According to a report from state media outlet CGTN, China’s capital city plans to roll out nine major initiatives targeting different sectors of the AI industry, with an emphasis on technological innovation.

Yang Xiuling, director of the Beijing Municipal Commission of Development and Reform, reportedly told CGTN that plans include building a domestically produced AI computing cluster with a capacity of over 100,000 chips, adding more than 10 newly listed AI-related companies, and cultivating over 20 unicorn firms in the sector.

The city’s plan will prioritize technological breakthroughs through coordinated research efforts, including measures to attract top talent, mobilize long-term capital, and support open-source ecosystems.

Yang went on to explain that these measures are designed to accelerate Beijing’s transformation into a globally competitive center for AI innovation.

Beijing has long been regarded as the driving force of China’s AI revolution, with government investment in AI concentrated in the capital and the city home to hundreds of leading institutions that have pioneered research into the technology. According to some reports, Beijing’s AI sector is valued at nearly $50 billion, accounting for half of China’s overall AI exploits.

The city’s AI goals are in keeping with China’s longstanding national priorities. On July 20, 2017, China’s State Council published its “[New] Generation Artificial Intelligence Development Plan,” in which it made clear its ambitions for the country’s to become the global leader in AI by 2030.

This goal was further cemented during China’s 14th Five-Year Plan period (2021-2025), when innovation was placed at the heart of its modernization drive. From 2020 to 2024, the country’s total research and development (R&D) expenditure surged nearly 50%, or 1.2 trillion yuan ($168 billion), and its R&D intensity, the share of a country’s economic output that is spent on R&D, reached 2.68%, up from 2.41% in 2020.

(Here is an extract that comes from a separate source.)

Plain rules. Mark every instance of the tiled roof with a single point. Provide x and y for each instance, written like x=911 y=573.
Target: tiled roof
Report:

This policy particularly bore fruit for China’s AI sector, which has seen remarkably rapid growth over the past few years. According to data from the China Academy of Information and Communications Technology, the number of AI enterprises exceeded 5,300 as of September 2025, accounting for 15% of the global total, and exceeding 900 billion yuan (about $126.7 billion) in 2024, a year-on-year increase of 24%.

But Beijing’s planned further expansion of its AI capacity is indicative of a broader global trend toward boosting computing power, something recently highlighted by Nvidia’s CEO Jensen Huang.

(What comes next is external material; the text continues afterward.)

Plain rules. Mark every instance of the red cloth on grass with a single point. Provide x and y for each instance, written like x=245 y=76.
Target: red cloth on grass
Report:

Demand for computing ‘skyrocketing’

Meanwhile, just as Beijing was revealing its plans to grow the city’s AI industry, the CEO of the world’s leading semiconductor company, Nvidia, told an event in the United States that demand for computing resources is “skyrocketing” due to the rapid advancement of AI models, calling it an “intense race” to the next frontier of the tech. 

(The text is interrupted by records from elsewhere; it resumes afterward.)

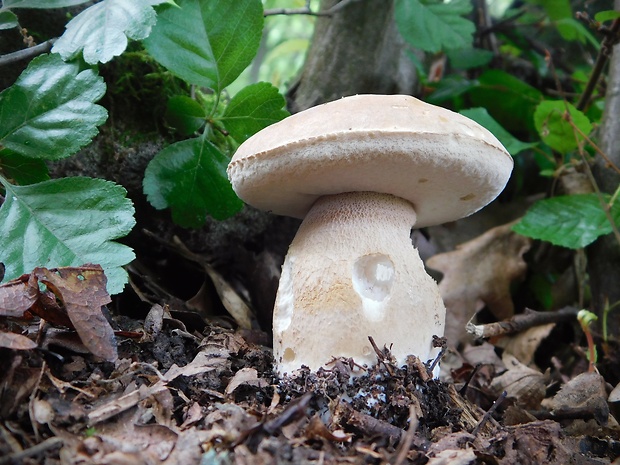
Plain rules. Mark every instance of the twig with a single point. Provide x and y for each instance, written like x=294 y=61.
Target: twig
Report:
x=488 y=414
x=603 y=55
x=306 y=10
x=521 y=322
x=407 y=440
x=17 y=457
x=26 y=53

“Computing has been fundamentally reshaped as a result of accelerated computing, as a result of artificial intelligence,” said Jensen Huang, speaking at the Nvidia live event in Las Vegas. “What that means is some $10 trillion or so of the last decade of computing is now being modernized to this new way of doing computing.”

Highlighting the intense competition in AI, the Nvidia CEO noted that “the amount of computation necessary for AI is skyrocketing. The demand for Nvidia GPUs is skyrocketing. It’s skyrocketing because models are increasing by a factor of 10, an order of magnitude every single year.”

According to Huang, “Every single six months, a new model is emerging, and these models are getting smarter and smarter… Because of that, you could see the number of downloads has exploded.”

With this in mind, he also discussed a number of specific developments for Nvidia in the coming year, including unveiling Rubin, the company’s first extreme-codesigned, six-chip AI platform, which is now in full production.

With Rubin, Nvidia aims to “push AI to the next frontier,” said Huang, who claimed the platform will make large-scale AI far more economical to deploy.